The Turkish government has dismissed the claims as false and politically motivated. In a written statement the Presidency’s Directorate of Communications said that social media posts alleging a $1.4 billion shortfall were “entirely baseless and constitute disinformation and black propaganda.”

The statement stressed that BOTAŞ’s total revenue from pipeline transport between 2014 and 2018 amounted to $1.48 billion and that the arbitration ruling did not state that Turkey had earned $2.32 billion. It described TEC as a state-owned company whose revenues and expenditures were properly recorded, audited by the Court of Accounts and reviewed by parliament’s public enterprises committee.

The opposition’s allegations touch on longstanding controversies surrounding Turkey’s handling of Kurdish oil exports, which Baghdad says violated the Iraq–Turkey pipeline agreement signed in 1973 and ratified in 1975. The deal and its subsequent protocols allowed for the export of Iraqi crude through Turkish territory. But Baghdad argued that Ankara acted unlawfully by permitting independent exports from Erbil between 2014 and 2018, bypassing Iraq’s federal oil marketing company SOMO.

The dispute led to years of arbitration in Paris, culminating in a March 2023 ruling that partially sided with Iraq and ordered Turkey to pay compensation. Ankara temporarily halted Kurdish oil exports following the verdict, disrupting a vital revenue stream for the KRG. Flows only resumed after further negotiations but remain vulnerable to political disputes.

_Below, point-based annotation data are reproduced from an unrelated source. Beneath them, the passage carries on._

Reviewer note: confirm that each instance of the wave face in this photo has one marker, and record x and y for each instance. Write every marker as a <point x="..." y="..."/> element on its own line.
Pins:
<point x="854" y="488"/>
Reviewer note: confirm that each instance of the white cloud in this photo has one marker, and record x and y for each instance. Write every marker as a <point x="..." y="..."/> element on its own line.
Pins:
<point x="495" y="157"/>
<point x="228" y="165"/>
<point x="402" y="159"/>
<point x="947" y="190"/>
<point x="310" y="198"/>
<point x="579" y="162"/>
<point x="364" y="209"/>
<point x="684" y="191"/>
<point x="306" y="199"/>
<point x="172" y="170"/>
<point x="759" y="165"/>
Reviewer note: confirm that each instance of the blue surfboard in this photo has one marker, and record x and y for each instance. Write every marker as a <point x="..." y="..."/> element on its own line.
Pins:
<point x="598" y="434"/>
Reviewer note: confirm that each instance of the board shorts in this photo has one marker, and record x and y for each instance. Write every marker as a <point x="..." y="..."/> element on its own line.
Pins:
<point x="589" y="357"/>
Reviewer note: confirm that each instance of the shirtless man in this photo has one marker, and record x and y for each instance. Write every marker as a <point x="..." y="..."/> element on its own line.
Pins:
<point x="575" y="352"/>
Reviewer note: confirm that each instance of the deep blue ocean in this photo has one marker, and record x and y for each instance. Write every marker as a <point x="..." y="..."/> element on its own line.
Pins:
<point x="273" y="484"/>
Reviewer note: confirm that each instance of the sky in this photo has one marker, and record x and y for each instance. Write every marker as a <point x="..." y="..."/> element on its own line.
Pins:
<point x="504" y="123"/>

Allegations of financial improprieties around TEC also evoke past claims involving members of President Erdogan’s family. Opposition politicians have repeatedly pointed to alleged ties between Erdogan’s family and energy trading companies, including Powertrans, which once held exclusive rights to transport crude by road and rail from northern Iraq.

A 2018 Deloitte report includes examples of payments made by the Kurdistan Regional Government to the Turkish Energy Company (TEC):

Those suspicions gained traction in 2016 when WikiLeaks released a trove of emails from Berat Albayrak, Erdogan’s son-in-law and former energy minister. The correspondence showed that Albayrak had overseen aspects of Powertrans operations since at least 2012. The archive contained around 30 emails exchanged between Albayrak and company executives, who sought his approval on personnel matters, including new hires and salary arrangements. Opposition figures seized on the documents as evidence of direct family involvement in the company’s management, an allegation the government has not accepted.

More allegations surfaced about Powertrans with regard to oil sold by the Islamic State in Iraq and Syria (ISIS), which for some time had control of oilfields in Syria and Iraq. It was reported that some of the oil transported by Powertrans did not make it to the port for re-export but rather was illegally sold to the domestic Turkish market. The allegations that Powertrans was involved in the smuggling of ISIS oil were not investigated under pressure from the Erdogan government.

Berat Albayrak, the Turkish president’s son-in-law and former energy minister.

The controversy over TEC erupted just as Turkey moved to terminate its decades-old oil transit agreement with Iraq. Earlier this month President Erdogan announced that Ankara had unilaterally canceled the 1973 pipeline treaty and subsequent protocols, which were due to expire in July 2026. Officials said the move was intended to pave the way for negotiating a new deal that better served Turkey’s interests.

Analysts say the timing of both the cancellation and the renewed opposition scrutiny of TEC is significant. With arbitration costs, damaged ties with Baghdad and questions over transparency, Turkey’s oil pipeline strategy remains a politically charged issue at home and abroad.